Kinshasa : Mkaaji Mpya asbl cherche à protéger les voix qui alertent sur les enjeux environnementaux

Face aux menaces qui pèsent sur les journalistes enquêtant sur les questions environnementales, MKAAJI MPYA asbl réunit, du 21 au 22 juillet à Kinshasa, 20 journalistes environnementaux, des juristes, des représentants de la société civile, des acteurs Etatiques et para Etatiques. A travers ces tables rondes, les participants cherchent à renforcer la protection juridique des professionnels des médias et à bâtir une réponse collective face aux défis auxquels ils sont confrontés.

En République démocratique du Congo, enquêter sur l’exploitation minière illégale, la déforestation, les conflits fonciers ou les atteintes aux droits des communautés locales demande bien plus que des compétences journalistiques. Ces enquêtes conduisent souvent les reporters à se heurter à des intérêts économiques ou politiques puissants, les exposant à des intimidations, des menaces et parfois à des poursuites judiciaires.

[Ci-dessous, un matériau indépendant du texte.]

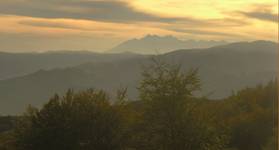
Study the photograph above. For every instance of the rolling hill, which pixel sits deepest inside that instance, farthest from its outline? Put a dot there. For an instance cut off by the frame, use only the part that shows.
(153, 44)
(222, 69)
(18, 64)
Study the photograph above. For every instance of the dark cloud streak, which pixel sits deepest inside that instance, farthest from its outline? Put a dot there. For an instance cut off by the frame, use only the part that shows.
(107, 11)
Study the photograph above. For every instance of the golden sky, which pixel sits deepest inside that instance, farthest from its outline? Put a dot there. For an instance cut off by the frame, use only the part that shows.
(42, 25)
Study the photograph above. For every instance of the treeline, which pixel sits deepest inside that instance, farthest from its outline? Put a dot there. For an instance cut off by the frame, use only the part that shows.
(167, 116)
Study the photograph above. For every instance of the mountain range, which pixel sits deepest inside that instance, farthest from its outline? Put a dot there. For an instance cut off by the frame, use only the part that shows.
(222, 69)
(154, 44)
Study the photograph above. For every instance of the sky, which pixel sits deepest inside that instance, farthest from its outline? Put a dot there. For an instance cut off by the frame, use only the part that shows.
(98, 25)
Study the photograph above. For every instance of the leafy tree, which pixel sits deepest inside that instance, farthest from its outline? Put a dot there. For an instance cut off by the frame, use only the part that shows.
(169, 119)
(84, 120)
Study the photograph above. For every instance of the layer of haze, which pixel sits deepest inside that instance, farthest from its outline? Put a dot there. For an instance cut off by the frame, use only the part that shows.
(98, 25)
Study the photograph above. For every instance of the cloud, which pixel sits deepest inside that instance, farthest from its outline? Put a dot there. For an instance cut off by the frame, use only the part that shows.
(261, 12)
(108, 11)
(48, 24)
(202, 32)
(265, 16)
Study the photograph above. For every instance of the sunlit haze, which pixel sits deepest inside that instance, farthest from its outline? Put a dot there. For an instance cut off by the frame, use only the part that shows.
(98, 25)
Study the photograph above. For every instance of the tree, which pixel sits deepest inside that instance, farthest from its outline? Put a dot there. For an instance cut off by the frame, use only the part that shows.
(169, 119)
(84, 120)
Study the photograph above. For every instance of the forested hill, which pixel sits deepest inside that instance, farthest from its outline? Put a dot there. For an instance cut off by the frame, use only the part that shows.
(222, 69)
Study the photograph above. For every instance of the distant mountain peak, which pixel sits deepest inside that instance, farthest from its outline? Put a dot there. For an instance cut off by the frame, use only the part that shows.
(151, 44)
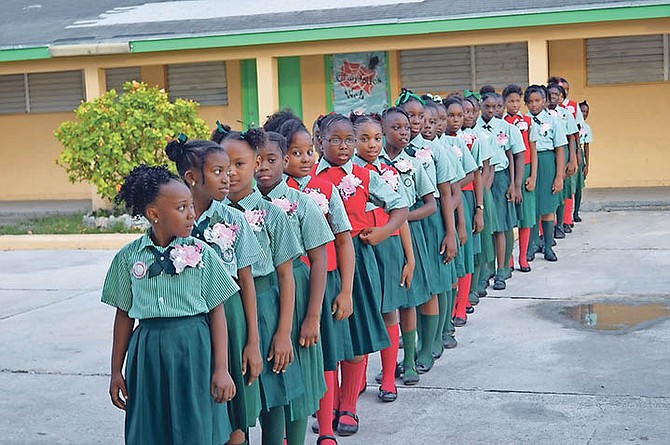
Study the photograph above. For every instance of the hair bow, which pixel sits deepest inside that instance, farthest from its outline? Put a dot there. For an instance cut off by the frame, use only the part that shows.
(406, 96)
(468, 93)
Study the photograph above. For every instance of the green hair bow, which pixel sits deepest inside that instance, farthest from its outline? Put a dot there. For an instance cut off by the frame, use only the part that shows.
(406, 96)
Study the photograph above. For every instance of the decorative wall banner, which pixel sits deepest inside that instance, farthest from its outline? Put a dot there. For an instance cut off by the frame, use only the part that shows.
(360, 82)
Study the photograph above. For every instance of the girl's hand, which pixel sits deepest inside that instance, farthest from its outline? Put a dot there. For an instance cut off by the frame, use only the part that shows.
(223, 388)
(478, 222)
(252, 362)
(462, 235)
(117, 385)
(448, 248)
(343, 306)
(281, 351)
(372, 236)
(530, 183)
(557, 186)
(407, 274)
(309, 331)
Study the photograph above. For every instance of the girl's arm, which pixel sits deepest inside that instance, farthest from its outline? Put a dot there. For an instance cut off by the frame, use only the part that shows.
(343, 304)
(318, 268)
(252, 362)
(448, 246)
(281, 350)
(123, 327)
(408, 268)
(222, 386)
(428, 208)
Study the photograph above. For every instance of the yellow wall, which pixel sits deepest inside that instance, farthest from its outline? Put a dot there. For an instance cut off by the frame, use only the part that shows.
(628, 122)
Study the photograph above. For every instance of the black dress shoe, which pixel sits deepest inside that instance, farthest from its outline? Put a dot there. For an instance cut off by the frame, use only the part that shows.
(558, 233)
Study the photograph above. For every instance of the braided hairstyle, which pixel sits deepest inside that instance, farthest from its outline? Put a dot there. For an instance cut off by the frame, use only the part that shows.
(142, 186)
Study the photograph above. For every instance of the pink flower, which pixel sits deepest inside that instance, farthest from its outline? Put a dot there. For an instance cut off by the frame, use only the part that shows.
(221, 234)
(184, 256)
(391, 179)
(256, 219)
(424, 155)
(502, 138)
(320, 199)
(287, 206)
(348, 186)
(404, 166)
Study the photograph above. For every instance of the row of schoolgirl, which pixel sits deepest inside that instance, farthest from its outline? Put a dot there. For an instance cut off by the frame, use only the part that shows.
(267, 277)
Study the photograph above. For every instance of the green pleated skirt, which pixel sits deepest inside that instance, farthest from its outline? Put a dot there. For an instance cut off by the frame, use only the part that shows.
(441, 276)
(504, 209)
(546, 201)
(390, 261)
(276, 389)
(243, 410)
(418, 292)
(368, 331)
(168, 377)
(526, 211)
(336, 342)
(309, 359)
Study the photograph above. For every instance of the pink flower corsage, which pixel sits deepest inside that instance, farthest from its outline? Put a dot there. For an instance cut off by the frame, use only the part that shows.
(502, 138)
(348, 186)
(404, 166)
(424, 155)
(256, 219)
(139, 270)
(222, 234)
(391, 179)
(320, 199)
(187, 255)
(287, 206)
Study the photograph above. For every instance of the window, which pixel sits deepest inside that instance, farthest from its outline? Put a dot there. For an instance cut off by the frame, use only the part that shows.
(116, 77)
(451, 69)
(41, 92)
(204, 83)
(632, 59)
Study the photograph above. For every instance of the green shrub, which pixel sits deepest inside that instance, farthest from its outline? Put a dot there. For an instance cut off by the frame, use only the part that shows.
(114, 133)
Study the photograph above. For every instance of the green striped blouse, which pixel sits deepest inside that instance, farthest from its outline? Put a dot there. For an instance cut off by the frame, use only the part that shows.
(195, 290)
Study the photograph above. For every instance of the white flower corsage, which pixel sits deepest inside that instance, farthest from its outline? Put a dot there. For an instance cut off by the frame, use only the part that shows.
(256, 219)
(188, 255)
(222, 234)
(320, 199)
(348, 186)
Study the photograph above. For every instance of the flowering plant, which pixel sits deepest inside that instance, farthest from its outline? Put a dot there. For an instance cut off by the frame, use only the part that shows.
(287, 206)
(404, 166)
(348, 186)
(319, 197)
(502, 138)
(222, 234)
(391, 178)
(186, 255)
(256, 219)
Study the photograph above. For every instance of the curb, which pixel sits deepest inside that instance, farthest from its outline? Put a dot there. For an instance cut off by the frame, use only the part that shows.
(106, 241)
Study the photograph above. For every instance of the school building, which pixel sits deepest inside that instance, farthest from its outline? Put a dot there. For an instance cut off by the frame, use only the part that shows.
(242, 62)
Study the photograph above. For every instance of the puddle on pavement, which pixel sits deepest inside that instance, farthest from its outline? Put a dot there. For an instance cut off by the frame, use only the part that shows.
(615, 317)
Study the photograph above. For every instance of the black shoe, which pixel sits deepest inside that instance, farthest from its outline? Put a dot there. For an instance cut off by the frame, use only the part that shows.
(549, 255)
(558, 233)
(387, 396)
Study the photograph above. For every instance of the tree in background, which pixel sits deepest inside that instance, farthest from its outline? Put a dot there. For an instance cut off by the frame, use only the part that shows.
(114, 133)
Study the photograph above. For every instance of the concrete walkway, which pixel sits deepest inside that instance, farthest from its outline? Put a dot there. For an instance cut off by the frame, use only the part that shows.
(523, 373)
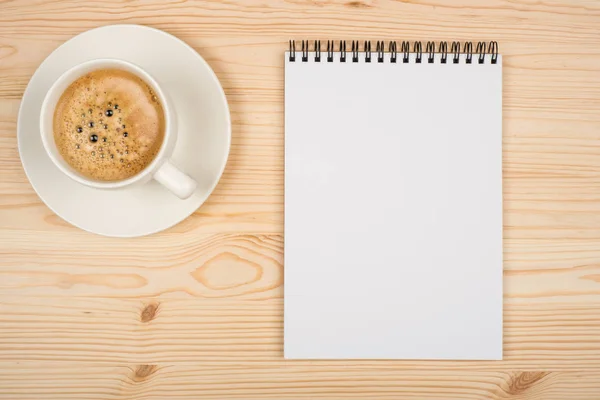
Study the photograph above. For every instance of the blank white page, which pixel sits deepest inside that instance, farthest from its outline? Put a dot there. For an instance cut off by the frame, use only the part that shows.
(393, 209)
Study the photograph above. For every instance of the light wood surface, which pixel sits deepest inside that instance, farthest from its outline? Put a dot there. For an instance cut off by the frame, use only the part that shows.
(196, 312)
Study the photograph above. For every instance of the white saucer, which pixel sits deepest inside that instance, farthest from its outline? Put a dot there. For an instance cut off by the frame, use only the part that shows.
(202, 146)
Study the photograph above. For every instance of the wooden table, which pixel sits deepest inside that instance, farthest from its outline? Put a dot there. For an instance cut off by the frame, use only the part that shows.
(196, 312)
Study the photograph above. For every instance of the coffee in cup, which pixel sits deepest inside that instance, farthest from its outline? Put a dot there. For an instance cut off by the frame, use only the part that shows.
(108, 125)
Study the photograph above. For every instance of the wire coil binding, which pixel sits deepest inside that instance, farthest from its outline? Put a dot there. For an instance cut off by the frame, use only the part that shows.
(484, 52)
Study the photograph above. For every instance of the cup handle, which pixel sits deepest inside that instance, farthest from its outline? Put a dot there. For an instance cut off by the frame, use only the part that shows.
(175, 180)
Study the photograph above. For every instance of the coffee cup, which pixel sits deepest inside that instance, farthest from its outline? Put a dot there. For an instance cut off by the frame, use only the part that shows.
(160, 168)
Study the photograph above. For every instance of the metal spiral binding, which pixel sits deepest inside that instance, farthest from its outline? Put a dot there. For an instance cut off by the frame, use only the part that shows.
(483, 51)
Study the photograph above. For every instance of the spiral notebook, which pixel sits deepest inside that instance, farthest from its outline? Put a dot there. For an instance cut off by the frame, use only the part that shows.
(393, 201)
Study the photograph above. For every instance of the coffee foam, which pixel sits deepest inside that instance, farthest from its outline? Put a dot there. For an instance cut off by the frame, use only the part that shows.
(109, 125)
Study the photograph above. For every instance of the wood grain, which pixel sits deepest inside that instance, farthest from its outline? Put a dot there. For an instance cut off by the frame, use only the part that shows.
(196, 312)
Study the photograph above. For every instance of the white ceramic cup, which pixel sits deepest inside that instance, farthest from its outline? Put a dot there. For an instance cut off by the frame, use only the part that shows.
(161, 168)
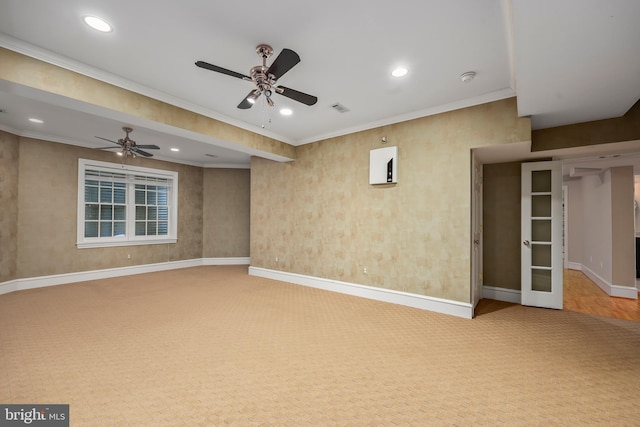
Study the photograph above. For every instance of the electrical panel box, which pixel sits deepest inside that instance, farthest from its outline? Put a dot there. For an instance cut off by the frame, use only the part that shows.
(383, 165)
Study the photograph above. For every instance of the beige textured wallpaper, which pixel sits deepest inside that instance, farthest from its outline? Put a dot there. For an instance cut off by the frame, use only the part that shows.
(46, 229)
(501, 225)
(319, 216)
(225, 230)
(9, 146)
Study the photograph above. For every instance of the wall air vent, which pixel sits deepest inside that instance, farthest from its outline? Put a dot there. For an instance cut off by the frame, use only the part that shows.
(339, 107)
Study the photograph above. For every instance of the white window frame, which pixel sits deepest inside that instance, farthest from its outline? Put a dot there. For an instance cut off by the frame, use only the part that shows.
(130, 238)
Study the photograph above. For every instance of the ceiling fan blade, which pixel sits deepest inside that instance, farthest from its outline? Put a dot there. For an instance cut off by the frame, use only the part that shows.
(245, 104)
(217, 69)
(105, 139)
(283, 63)
(296, 95)
(139, 151)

C’est dans ce contexte que MKAAJI MPYA asbl organise ces assises, avec l’ambition de rapprocher ces acteurs autour d’une même table. L’organisation mise désormais sur ce dialogue afin de construire des mécanismes de protection mieux adaptés aux réalités du terrain.

Pour les organisateurs, la protection des journalistes est une responsabilité collective. Juristes, défenseurs des droits humains et professionnels des médias unissent leurs efforts pour prévenir les abus. L’objectif est de mieux accompagner les journalistes menacés dans l’exercice de leur métier.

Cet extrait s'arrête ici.